El mechero sigue en plantilla. Aunque ya no es lo que era. Ahora trabaja en jornada reducida. Se enciende media docena de veces por la mañana. Seis como mucho por la tarde. Y siempre fuera del calor de la redacción. Busca donde prenderse en algún rincón próximo a la puerta principal. Sale un instante y vuelve a las profundidades del bolsillo. Hasta luego. Algunas veces hasta mañana. Se sabe clandestino. Arrinconado. Menos casi que una cerilla de palo.

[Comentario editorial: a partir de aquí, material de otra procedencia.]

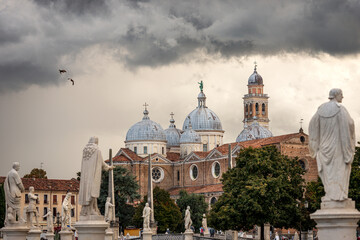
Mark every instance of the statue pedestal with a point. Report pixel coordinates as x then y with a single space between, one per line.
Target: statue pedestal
189 234
109 234
34 234
66 235
336 220
147 234
15 232
50 236
91 227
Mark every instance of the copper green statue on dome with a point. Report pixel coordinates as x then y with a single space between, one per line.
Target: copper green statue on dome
201 85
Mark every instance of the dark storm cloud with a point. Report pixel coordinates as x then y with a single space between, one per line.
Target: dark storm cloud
156 33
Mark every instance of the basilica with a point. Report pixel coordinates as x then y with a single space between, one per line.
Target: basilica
195 157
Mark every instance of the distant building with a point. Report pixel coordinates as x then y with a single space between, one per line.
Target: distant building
51 193
195 157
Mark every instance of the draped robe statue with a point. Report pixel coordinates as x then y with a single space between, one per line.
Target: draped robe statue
13 188
188 221
91 166
146 215
332 143
66 212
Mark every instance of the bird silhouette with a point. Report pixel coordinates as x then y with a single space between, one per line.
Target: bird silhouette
70 79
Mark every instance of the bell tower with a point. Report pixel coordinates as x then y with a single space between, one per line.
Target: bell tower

Los cigarrillos tampoco se han mudado. Todos los días desfila alguno de la cajetilla. Eso sí, sin las prisas con que lo hacían antes. Lo único que han notado es que ya no yacen juntos. Cuando se consumen acaban en una alcantarilla. O en el suelo. Humeantes. Pisoteados. Engrosando el cementerio anónimo de colillas que brota de baldosa en baldosa.
La única que de un mes a esta parte hace horas extra es la ansiedad. Ahora aparece sin que le inviten. Siempre encuentra su oportunidad. Cuando un titular se atasca. Cuando la hora de cierre aprieta. Cuando pasan los minutos y el cursor sigue parpadeando esperando completar la frase. Como ésta que termina aquí. Como la última que escribo antes de acabar mi jornada. Antes de salir a la calle y sí: fumar un pitillo.